Among the grass grew countless alien plants in shades of black, purple, and white, shapes that defied human imagination. Some were translucent purple bulbs veined with pulsing vessels, each rhythmic throb expelling a puff of visible spores, the source of the battlefield's ever-present, disorienting mist.
Others were bone-white and skeletal, with twisted stems ending in gaping holes like empty eye sockets silently watching the intruders. Still others resembled chitinous shrubs whose branches stretched sheets of translucent membranes, throbbing in some deep biological rhythm.
Finally, one curious ogryn set down his club, crouched, and pinched a strand of black grass between his thick fingers. He tugged once, twice, surprised that the slender plant resisted. Frowning, he gripped harder and yanked it free.
The next instant made everyone's skin crawl. The uprooted grass's roots writhed and twisted like living tentacles, coiling around his fingers, trying to climb up his hand.
"Emperor's teeth!" the ogryn yelped, flinging it away in panic. The moment it hit the ground, the roots spun like drills and burrowed back into the soil, vanishing as if it had never been disturbed.

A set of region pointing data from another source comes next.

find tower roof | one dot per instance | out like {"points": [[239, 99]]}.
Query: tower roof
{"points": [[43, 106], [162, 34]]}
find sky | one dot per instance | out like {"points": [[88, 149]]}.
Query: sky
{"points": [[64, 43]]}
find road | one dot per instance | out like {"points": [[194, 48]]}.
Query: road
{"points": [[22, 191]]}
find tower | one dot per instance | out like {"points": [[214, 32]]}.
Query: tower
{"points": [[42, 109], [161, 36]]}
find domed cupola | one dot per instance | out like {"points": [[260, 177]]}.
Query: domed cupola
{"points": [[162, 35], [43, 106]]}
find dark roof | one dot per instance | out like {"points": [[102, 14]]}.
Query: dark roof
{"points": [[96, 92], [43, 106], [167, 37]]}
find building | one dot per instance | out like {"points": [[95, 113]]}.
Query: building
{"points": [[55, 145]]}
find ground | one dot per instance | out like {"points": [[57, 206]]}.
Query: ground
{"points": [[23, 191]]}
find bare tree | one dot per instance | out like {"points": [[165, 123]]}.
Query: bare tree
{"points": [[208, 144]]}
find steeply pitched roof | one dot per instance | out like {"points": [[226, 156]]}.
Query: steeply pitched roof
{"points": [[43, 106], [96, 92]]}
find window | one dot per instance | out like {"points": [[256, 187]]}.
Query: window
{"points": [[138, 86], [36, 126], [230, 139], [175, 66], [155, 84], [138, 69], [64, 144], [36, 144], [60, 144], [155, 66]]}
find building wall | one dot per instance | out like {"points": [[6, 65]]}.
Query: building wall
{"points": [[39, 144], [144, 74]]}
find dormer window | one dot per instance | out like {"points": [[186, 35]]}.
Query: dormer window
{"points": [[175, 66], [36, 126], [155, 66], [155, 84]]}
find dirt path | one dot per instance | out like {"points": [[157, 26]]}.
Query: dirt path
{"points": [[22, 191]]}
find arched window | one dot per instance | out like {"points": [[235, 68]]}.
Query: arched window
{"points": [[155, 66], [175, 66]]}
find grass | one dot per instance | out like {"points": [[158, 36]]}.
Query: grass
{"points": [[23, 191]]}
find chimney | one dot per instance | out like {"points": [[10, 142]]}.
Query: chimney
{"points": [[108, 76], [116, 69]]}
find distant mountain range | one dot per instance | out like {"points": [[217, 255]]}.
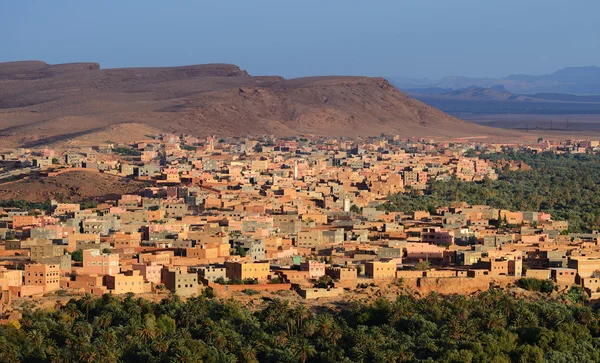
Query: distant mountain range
{"points": [[572, 80], [498, 93], [42, 104]]}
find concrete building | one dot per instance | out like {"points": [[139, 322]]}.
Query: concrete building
{"points": [[180, 282]]}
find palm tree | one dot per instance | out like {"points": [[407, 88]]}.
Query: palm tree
{"points": [[86, 302], [248, 354], [303, 349]]}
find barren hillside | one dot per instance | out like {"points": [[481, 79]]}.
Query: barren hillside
{"points": [[45, 104]]}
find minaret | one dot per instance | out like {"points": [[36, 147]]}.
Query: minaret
{"points": [[211, 144], [295, 170], [346, 205]]}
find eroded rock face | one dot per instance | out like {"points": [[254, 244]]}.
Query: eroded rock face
{"points": [[45, 102]]}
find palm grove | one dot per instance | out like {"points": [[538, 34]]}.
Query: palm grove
{"points": [[492, 326]]}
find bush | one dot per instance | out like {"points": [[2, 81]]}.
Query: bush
{"points": [[77, 256]]}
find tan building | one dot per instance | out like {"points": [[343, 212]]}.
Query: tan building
{"points": [[47, 276], [180, 282], [96, 262], [150, 271], [585, 266], [380, 270], [242, 271], [127, 240], [310, 239], [131, 281]]}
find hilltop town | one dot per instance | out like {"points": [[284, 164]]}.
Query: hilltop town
{"points": [[312, 216]]}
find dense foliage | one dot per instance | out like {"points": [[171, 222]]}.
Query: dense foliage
{"points": [[565, 185], [532, 284], [490, 327]]}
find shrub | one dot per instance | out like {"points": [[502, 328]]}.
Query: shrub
{"points": [[532, 284]]}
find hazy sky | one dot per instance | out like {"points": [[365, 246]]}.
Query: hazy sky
{"points": [[409, 38]]}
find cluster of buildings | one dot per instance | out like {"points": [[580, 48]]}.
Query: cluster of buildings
{"points": [[275, 213]]}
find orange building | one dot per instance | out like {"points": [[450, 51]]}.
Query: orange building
{"points": [[127, 240], [150, 271], [380, 270], [47, 276], [24, 221], [241, 271], [96, 262], [131, 281]]}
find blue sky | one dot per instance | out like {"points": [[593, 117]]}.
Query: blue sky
{"points": [[407, 38]]}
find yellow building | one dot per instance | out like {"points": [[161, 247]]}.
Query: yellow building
{"points": [[131, 281], [241, 271], [380, 270], [38, 274]]}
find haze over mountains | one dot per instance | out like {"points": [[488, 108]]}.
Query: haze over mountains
{"points": [[572, 80], [471, 98], [44, 104]]}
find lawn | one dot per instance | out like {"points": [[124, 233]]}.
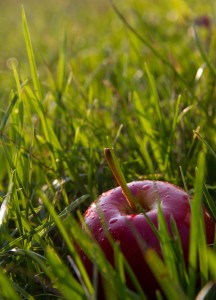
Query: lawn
{"points": [[77, 77]]}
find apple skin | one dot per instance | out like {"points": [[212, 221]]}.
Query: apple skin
{"points": [[121, 221]]}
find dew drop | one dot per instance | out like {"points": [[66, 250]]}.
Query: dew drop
{"points": [[112, 221], [145, 187]]}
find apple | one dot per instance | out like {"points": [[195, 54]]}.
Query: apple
{"points": [[117, 210]]}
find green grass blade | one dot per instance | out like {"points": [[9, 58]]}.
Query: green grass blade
{"points": [[7, 291], [66, 283], [166, 245], [195, 231], [8, 113], [30, 53], [170, 288], [204, 56], [69, 242]]}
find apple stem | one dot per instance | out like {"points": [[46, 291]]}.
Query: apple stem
{"points": [[115, 168]]}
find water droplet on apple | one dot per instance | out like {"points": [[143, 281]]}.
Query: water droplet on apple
{"points": [[145, 187], [113, 220]]}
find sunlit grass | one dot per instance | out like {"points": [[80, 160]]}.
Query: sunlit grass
{"points": [[138, 76]]}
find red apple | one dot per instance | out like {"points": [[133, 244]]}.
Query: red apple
{"points": [[113, 208]]}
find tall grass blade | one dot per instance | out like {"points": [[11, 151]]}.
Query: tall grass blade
{"points": [[196, 230], [30, 53], [7, 291]]}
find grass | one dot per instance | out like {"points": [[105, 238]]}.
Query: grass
{"points": [[135, 75]]}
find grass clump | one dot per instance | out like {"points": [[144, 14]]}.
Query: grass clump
{"points": [[141, 79]]}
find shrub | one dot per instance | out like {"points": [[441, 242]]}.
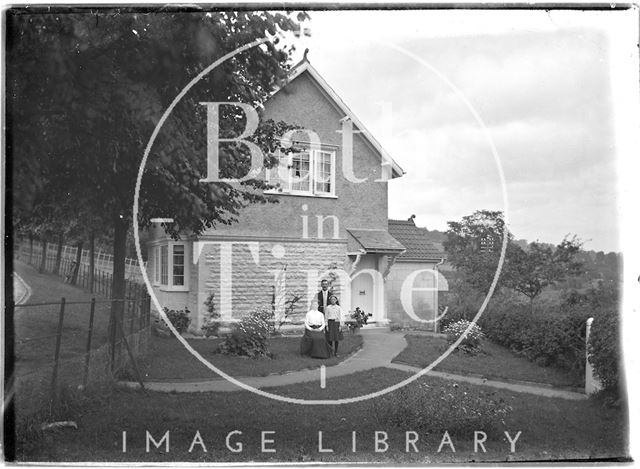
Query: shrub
{"points": [[179, 319], [604, 349], [472, 343], [212, 325], [549, 336], [359, 318], [443, 407], [249, 337]]}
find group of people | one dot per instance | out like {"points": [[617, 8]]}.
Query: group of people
{"points": [[322, 332]]}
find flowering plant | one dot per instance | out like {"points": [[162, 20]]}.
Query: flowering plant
{"points": [[249, 337], [472, 343], [359, 317]]}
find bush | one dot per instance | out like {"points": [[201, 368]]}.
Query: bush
{"points": [[548, 336], [442, 407], [604, 349], [179, 319], [211, 327], [359, 318], [472, 343], [249, 337]]}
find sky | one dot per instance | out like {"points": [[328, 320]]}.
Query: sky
{"points": [[441, 89]]}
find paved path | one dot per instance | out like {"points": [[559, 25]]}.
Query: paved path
{"points": [[517, 387], [379, 348], [21, 291]]}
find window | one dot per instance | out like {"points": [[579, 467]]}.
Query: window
{"points": [[172, 269], [164, 264], [309, 172], [178, 265], [156, 265]]}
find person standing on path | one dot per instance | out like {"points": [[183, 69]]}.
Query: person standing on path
{"points": [[323, 295], [333, 314]]}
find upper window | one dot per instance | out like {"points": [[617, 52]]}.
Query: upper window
{"points": [[171, 266], [308, 172]]}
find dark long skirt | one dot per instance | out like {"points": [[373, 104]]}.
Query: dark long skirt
{"points": [[333, 331], [314, 344]]}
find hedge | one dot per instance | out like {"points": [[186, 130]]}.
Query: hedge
{"points": [[548, 336]]}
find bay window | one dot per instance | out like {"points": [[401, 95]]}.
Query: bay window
{"points": [[171, 267]]}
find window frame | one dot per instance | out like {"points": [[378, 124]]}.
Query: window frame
{"points": [[314, 157], [170, 249]]}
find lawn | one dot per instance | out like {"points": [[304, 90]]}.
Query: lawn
{"points": [[494, 362], [35, 326], [552, 429], [169, 360]]}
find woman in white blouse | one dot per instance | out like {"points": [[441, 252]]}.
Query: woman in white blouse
{"points": [[314, 340], [333, 314]]}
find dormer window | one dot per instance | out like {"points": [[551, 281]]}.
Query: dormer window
{"points": [[309, 172]]}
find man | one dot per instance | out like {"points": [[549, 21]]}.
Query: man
{"points": [[314, 342], [323, 295]]}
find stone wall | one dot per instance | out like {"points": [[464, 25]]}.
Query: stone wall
{"points": [[250, 277]]}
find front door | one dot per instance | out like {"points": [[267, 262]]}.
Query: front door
{"points": [[362, 287]]}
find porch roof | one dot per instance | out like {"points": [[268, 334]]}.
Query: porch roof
{"points": [[374, 241], [416, 240]]}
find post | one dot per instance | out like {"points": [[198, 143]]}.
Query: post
{"points": [[74, 274], [30, 249], [59, 253], [591, 383], [43, 261], [92, 266], [56, 356], [88, 356], [133, 361]]}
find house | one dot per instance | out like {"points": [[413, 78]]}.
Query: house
{"points": [[331, 222], [416, 276]]}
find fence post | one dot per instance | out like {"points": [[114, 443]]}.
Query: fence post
{"points": [[133, 361], [86, 360], [56, 356], [591, 382]]}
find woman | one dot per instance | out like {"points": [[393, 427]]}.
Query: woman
{"points": [[314, 341], [333, 314]]}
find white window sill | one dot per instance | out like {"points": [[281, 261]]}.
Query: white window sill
{"points": [[301, 194], [174, 289]]}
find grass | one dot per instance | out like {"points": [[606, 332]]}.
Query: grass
{"points": [[35, 326], [552, 429], [169, 360], [495, 362]]}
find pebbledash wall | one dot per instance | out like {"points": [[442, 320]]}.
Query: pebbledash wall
{"points": [[281, 225]]}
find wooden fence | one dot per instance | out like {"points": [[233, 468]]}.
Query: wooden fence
{"points": [[102, 279], [103, 262], [77, 343]]}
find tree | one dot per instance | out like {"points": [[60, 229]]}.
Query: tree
{"points": [[530, 271], [85, 88], [473, 247]]}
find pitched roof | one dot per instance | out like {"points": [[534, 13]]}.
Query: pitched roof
{"points": [[375, 241], [416, 240], [304, 66]]}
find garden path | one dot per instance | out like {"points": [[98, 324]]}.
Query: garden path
{"points": [[546, 391], [379, 347], [21, 291]]}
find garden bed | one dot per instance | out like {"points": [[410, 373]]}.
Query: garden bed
{"points": [[168, 359], [494, 362]]}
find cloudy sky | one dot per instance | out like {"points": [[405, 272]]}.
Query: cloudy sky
{"points": [[436, 87]]}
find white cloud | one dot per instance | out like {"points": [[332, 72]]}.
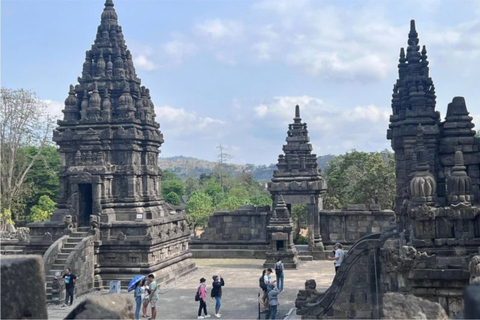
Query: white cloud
{"points": [[143, 62], [178, 121], [179, 49], [332, 129], [54, 108], [220, 30]]}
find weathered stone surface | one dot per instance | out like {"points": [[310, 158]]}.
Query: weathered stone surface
{"points": [[471, 296], [23, 287], [109, 144], [109, 306], [407, 306]]}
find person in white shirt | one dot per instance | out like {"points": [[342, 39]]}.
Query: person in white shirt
{"points": [[339, 256]]}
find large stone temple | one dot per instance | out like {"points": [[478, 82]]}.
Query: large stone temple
{"points": [[432, 250], [111, 221]]}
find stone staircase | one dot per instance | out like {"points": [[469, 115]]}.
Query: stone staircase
{"points": [[60, 263]]}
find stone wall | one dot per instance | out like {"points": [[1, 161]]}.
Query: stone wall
{"points": [[347, 226], [234, 234]]}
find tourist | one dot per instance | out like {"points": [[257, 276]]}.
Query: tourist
{"points": [[70, 280], [146, 295], [273, 300], [263, 286], [137, 294], [339, 256], [202, 292], [267, 279], [279, 273], [153, 297], [217, 285]]}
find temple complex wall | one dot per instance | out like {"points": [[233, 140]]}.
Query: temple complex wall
{"points": [[234, 234], [356, 221]]}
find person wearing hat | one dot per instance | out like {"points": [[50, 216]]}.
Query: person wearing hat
{"points": [[339, 256], [217, 285], [202, 292]]}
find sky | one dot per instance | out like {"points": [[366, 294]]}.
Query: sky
{"points": [[230, 72]]}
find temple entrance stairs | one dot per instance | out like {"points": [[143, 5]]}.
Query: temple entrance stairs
{"points": [[60, 263]]}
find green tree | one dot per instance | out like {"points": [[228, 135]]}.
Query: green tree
{"points": [[229, 203], [261, 200], [199, 208], [360, 177], [173, 198], [24, 121], [43, 210], [300, 221], [43, 176]]}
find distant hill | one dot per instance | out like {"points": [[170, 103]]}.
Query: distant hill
{"points": [[186, 167]]}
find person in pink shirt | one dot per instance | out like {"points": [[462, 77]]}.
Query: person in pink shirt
{"points": [[202, 292]]}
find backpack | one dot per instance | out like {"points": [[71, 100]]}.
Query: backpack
{"points": [[262, 284], [197, 295], [278, 269]]}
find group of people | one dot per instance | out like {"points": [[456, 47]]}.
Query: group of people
{"points": [[216, 293], [271, 288], [146, 293]]}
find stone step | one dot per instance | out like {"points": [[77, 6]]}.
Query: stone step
{"points": [[304, 253], [305, 258], [58, 266]]}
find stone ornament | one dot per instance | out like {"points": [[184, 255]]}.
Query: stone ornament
{"points": [[459, 184]]}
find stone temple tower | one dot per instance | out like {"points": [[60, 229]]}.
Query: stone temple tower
{"points": [[299, 181], [109, 181]]}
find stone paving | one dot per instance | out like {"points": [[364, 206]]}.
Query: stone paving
{"points": [[240, 294]]}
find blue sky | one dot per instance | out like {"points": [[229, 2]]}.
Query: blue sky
{"points": [[231, 72]]}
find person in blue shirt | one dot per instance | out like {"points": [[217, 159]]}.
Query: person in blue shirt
{"points": [[217, 285], [273, 300], [70, 280]]}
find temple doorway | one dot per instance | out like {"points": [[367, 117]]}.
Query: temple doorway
{"points": [[85, 204]]}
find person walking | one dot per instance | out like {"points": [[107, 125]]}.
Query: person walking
{"points": [[145, 299], [267, 280], [273, 300], [217, 285], [153, 298], [70, 280], [137, 294], [279, 268], [339, 256], [202, 292]]}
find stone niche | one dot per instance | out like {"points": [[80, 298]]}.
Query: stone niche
{"points": [[234, 234], [349, 225]]}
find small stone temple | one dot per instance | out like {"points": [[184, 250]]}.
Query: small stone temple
{"points": [[299, 181], [261, 233], [111, 222], [432, 251]]}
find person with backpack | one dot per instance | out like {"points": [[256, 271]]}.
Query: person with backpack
{"points": [[273, 300], [201, 296], [263, 286], [217, 285], [279, 273]]}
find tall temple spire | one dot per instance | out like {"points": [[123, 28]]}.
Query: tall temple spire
{"points": [[297, 118]]}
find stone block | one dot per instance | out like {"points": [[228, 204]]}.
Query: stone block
{"points": [[399, 306], [109, 306], [22, 271], [362, 229]]}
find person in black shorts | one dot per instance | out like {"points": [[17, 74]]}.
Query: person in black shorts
{"points": [[70, 280]]}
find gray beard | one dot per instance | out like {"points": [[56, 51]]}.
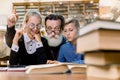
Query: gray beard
{"points": [[54, 41]]}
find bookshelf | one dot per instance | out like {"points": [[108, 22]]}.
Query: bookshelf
{"points": [[76, 9]]}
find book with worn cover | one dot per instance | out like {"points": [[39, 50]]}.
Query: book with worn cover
{"points": [[13, 69], [99, 35], [102, 57], [104, 72], [56, 68]]}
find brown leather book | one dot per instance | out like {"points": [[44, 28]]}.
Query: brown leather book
{"points": [[56, 68], [99, 35]]}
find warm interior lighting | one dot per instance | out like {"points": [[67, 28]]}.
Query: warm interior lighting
{"points": [[91, 1]]}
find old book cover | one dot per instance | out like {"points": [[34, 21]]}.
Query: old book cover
{"points": [[104, 72], [13, 69], [54, 68], [102, 57], [99, 35]]}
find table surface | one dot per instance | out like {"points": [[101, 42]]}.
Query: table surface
{"points": [[23, 76]]}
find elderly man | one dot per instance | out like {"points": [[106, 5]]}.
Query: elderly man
{"points": [[54, 25]]}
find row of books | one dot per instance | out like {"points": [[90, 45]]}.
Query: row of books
{"points": [[100, 43], [47, 68]]}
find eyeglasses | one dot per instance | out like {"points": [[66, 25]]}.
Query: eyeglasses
{"points": [[55, 30], [32, 26]]}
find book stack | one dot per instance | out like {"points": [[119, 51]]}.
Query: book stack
{"points": [[100, 43]]}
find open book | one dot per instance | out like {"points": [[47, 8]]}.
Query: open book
{"points": [[56, 68]]}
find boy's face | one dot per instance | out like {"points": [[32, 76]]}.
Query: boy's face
{"points": [[33, 25], [70, 32], [54, 33]]}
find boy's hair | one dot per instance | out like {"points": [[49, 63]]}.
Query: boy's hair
{"points": [[32, 13], [56, 17]]}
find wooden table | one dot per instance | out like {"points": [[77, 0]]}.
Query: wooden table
{"points": [[23, 76]]}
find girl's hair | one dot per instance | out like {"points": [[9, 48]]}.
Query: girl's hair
{"points": [[73, 20], [32, 13]]}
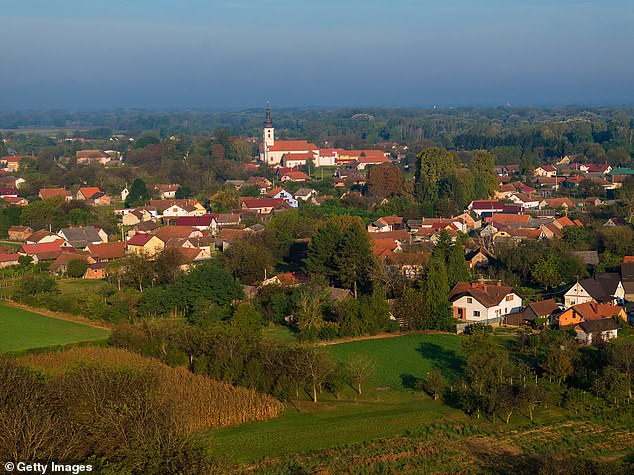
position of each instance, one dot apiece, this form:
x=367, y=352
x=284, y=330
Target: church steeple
x=267, y=121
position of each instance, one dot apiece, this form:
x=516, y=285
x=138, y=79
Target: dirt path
x=380, y=336
x=58, y=315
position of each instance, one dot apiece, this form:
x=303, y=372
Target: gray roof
x=602, y=286
x=604, y=324
x=80, y=237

Aggeman had had enough. He raised his armored hand and signaled for the strike force to halt. They were now completely surrounded by the strange flora. In every direction, there was no more scorched earth, only a pulsing, stinking garden of living flesh. It no longer felt like marching across a planet's surface, but through the digestive tract of some colossal beast.
Then an ogryn beside Aggeman broke the suffocating silence. "Boss… I think this place is alive, they're all lookin' at us."
"What did you say?" Aggeman frowned, turning to the massive soldier. Fear was a foreign emotion to an astartes, yet this sensation, of being watched by the world itself, triggered a primal sense of danger.
"Uh," the ogryn stammered under Aggeman's glare, scratching his head. "Sir, I don't mean the plants're alive, I know they're tyranid-made. I mean… I think the whole garden is alive."
He hesitated, trying to put the feeling into words, then muttered under his breath, more to himself than as a report:
"Damn… are the tyranids tryin' to turn this place into Catachan?"